Thursday, February 24, 2011

What it is to be persuaded by an argument

This is from my reply to Keith Parsons in essay "Some Supernatural Reasons Why My Critics are Wrong" (a title that was given to my essay by someone else), in Philosophia Christi (Volume 5, no. 1, 2003).

But think for a moment about what it is to be persuaded by an argument. If we are thinking in common-sense terms, we would have to say that what goes on when we are persuaded by Parsons's argument that Arizona State will not be in the BCS this year is that we consider the epistemic strength of the premises, the grounding relation between the premises and the conclusion, and then accept the conclusion as a result of considering the evidence presented in the argument. To be convinced by an argument is for the reasons presented in the argument to play a causal role in the production of the belief. If the argument is causally irrelevant to the belief, then we cannot say that the argument was persuasive. This can often be cashed out counterfactually: If I really am persuaded by Parsons's argument, then it cannot be the case that I am such a partisan of the Arizona Wildcats that I would think the worst of the Sun Devils' prospects even if the Sun Devils had a Heisman trophy candidate at quarterback, outstanding and experienced running backs and wide receivers, a rock-solid offensive line, and was returning everyone from what had been the stingiest defense in the Pac-10 the previous year.

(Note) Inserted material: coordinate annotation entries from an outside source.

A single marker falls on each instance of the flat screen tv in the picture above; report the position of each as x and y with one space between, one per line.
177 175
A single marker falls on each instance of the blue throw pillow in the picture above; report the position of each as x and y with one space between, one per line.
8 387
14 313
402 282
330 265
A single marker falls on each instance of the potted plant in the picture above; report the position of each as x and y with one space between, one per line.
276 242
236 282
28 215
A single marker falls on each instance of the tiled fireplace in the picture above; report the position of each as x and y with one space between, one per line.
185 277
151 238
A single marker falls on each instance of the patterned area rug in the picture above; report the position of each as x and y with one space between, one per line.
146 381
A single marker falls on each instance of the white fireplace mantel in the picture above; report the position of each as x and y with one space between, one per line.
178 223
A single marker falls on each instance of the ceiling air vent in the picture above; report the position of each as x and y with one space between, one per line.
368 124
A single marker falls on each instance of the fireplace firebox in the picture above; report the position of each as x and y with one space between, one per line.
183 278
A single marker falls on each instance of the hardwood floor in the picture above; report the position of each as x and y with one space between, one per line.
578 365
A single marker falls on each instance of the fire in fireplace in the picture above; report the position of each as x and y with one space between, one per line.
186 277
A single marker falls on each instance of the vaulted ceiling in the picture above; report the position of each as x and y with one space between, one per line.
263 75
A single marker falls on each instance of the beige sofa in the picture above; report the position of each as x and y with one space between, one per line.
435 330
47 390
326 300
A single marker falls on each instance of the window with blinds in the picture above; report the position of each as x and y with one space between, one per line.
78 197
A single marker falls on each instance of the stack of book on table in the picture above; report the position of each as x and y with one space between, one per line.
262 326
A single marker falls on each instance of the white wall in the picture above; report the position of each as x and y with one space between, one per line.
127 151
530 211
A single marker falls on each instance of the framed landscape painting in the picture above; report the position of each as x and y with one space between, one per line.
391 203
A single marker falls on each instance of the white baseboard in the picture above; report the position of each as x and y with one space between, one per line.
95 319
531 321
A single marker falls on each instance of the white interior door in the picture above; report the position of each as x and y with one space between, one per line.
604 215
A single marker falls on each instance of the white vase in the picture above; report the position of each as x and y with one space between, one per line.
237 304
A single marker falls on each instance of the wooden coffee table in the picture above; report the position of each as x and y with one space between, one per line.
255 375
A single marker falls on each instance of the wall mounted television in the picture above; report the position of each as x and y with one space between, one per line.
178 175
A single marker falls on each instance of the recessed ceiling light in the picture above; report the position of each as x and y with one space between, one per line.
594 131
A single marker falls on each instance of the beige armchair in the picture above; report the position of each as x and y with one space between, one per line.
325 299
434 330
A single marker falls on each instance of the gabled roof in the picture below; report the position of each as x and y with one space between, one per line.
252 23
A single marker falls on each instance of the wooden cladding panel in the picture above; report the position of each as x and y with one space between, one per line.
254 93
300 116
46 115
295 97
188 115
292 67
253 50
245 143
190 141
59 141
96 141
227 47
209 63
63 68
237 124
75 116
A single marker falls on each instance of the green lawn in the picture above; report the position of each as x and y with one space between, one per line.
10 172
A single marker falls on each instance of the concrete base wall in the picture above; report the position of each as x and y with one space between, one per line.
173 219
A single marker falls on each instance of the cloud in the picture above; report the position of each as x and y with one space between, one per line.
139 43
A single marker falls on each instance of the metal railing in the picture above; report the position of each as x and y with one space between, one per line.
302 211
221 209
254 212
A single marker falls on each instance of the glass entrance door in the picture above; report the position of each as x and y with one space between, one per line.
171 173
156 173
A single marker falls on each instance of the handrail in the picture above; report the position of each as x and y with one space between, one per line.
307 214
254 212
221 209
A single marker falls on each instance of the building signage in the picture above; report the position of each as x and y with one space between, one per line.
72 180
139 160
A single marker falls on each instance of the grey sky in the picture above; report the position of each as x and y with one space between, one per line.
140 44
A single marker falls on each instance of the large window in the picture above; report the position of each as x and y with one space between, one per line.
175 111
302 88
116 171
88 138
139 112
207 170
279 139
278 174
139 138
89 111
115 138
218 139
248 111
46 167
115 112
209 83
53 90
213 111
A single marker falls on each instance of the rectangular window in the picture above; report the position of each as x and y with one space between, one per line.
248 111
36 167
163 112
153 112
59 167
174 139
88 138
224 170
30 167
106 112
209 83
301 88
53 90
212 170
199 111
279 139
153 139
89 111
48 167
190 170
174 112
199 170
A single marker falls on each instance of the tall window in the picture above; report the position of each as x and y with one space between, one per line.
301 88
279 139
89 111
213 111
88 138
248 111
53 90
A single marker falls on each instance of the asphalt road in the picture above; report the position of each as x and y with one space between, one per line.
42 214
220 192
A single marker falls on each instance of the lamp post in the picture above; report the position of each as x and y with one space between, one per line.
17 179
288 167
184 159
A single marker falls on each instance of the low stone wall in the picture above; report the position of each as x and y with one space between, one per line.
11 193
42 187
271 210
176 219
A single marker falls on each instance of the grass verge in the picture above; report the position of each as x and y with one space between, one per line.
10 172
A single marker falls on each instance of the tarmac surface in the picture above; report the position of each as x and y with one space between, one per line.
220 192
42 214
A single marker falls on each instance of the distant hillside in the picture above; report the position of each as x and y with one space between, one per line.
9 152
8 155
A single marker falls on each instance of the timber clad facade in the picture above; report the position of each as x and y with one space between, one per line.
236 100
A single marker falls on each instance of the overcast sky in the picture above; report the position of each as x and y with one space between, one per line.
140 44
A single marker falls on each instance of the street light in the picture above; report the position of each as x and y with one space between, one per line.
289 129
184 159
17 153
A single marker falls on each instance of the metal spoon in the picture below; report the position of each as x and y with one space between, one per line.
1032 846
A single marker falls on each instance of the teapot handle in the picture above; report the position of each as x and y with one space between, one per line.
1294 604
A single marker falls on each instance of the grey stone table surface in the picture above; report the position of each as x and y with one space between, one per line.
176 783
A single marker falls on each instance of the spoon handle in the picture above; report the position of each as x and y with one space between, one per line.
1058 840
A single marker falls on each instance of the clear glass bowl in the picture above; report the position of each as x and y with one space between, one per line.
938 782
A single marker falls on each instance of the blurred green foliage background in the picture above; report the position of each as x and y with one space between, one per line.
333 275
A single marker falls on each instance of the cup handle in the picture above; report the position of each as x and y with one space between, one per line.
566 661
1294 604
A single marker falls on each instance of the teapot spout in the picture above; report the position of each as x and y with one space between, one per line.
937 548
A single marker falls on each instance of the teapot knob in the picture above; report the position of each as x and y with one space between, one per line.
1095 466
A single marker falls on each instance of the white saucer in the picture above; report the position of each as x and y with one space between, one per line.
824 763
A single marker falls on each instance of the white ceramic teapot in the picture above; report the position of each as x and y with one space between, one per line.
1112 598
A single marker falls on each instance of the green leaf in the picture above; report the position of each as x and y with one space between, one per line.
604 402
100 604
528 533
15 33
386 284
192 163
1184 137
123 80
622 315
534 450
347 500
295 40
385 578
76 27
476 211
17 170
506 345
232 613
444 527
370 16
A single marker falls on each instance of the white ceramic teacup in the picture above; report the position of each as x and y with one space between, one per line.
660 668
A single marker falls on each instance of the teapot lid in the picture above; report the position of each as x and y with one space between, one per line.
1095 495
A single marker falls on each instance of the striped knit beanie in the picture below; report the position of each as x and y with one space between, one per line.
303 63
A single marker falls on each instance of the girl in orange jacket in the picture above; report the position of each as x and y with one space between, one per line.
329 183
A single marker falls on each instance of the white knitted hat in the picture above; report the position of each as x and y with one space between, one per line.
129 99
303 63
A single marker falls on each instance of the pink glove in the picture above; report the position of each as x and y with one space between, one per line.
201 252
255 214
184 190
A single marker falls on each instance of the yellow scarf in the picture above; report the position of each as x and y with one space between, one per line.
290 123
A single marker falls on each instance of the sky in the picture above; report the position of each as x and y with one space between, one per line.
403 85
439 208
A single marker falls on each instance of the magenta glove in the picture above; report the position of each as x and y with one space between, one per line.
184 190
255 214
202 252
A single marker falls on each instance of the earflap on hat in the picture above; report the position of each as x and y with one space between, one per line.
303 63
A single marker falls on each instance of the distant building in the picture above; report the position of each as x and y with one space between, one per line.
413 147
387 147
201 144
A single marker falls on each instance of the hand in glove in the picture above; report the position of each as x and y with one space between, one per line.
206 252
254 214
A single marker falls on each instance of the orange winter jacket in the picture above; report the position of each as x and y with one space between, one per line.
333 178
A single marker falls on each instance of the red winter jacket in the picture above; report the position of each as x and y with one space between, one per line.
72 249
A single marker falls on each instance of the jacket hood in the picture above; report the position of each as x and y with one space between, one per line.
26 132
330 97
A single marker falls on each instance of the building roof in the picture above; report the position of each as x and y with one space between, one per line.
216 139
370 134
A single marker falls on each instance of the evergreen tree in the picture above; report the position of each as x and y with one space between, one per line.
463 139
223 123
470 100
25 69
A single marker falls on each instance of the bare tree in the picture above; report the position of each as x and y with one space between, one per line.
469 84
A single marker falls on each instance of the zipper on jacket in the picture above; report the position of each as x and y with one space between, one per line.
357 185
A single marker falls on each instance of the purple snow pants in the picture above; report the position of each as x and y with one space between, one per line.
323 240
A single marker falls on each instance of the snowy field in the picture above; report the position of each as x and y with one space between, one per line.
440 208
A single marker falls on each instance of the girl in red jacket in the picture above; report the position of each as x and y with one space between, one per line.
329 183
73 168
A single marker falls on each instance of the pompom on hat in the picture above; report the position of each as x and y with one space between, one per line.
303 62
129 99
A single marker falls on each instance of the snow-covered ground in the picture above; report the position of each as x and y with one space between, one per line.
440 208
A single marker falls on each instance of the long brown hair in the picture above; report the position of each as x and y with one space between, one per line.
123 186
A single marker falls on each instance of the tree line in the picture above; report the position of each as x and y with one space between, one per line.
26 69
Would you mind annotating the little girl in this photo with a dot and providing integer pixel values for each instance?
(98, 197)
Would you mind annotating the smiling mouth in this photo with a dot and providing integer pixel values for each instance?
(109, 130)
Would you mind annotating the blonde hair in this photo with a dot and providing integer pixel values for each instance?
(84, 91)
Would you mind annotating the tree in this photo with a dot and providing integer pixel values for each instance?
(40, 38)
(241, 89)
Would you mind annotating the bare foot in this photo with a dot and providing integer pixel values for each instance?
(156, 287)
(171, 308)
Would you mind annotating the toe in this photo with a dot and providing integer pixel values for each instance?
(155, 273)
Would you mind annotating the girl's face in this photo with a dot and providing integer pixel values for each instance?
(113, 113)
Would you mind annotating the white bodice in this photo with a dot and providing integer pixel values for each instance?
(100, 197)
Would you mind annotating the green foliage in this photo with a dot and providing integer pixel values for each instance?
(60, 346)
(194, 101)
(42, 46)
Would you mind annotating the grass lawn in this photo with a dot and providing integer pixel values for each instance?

On the one hand, the reasons have to persuade me in virtue of their being reasons. The logical force of the argument has to have a causal impact on belief. It has to make a difference as to whether I form the belief or fail to form the belief in question. And that, by the way, is bound to make a difference as to what I do with my body. I am going to behave differently if I think the Devils have a good chance to take the Pac-10 title than if I don't. And that is going to affect what the particles in the physical world do. But if the physical is causally closed, that means that the physical and only the physical can affect where the particles in the physical world go, and, the physical is defined as lacking, at the basic level of analysis, the central features of the mental. So the only way this kind of causal relation could possibly exist, would be if we could analyze the mental in physical terms as a kind of macro-state of the physical. Just as the word "planet" is absent from physical vocabulary, but a whole bunch of particle-states add up to there being a planet, perhaps "S's belief that P" can be added up from a set of physical states. But that seems to me to be just impossible. Add up the physical all you like, and you aren't going to get "S's belief that P." The physical leaves the mental indeterminate. Yet, if science is to be possible, is has to be determinate whether, for example, Einstein is plussing or quussing when he is adding numbers in the course of developing his theory.

So, I argue that you need mental causation for the possibility of science, but you can't get that without affirming what seems to be an implausible reductionism, that conflicts with the indeterminacy of the physical.


GREV said...


Minor question -- are there a couple of spelling mistakes and/or missing words? In the first full paragraph.

I think I still get where you are going.

Like the argument. Puts one in mind of some of the arguments detailed in Naturalism -- A Critical Analysis Edited by Craig and Moreland. Expensive but worth the purchase.

Jason Pratt said...

Registering for comment tracking.

GREV said...

Anyone reading this -- Naturalism -- A Critical Analysis Edited by Craig and Moreland?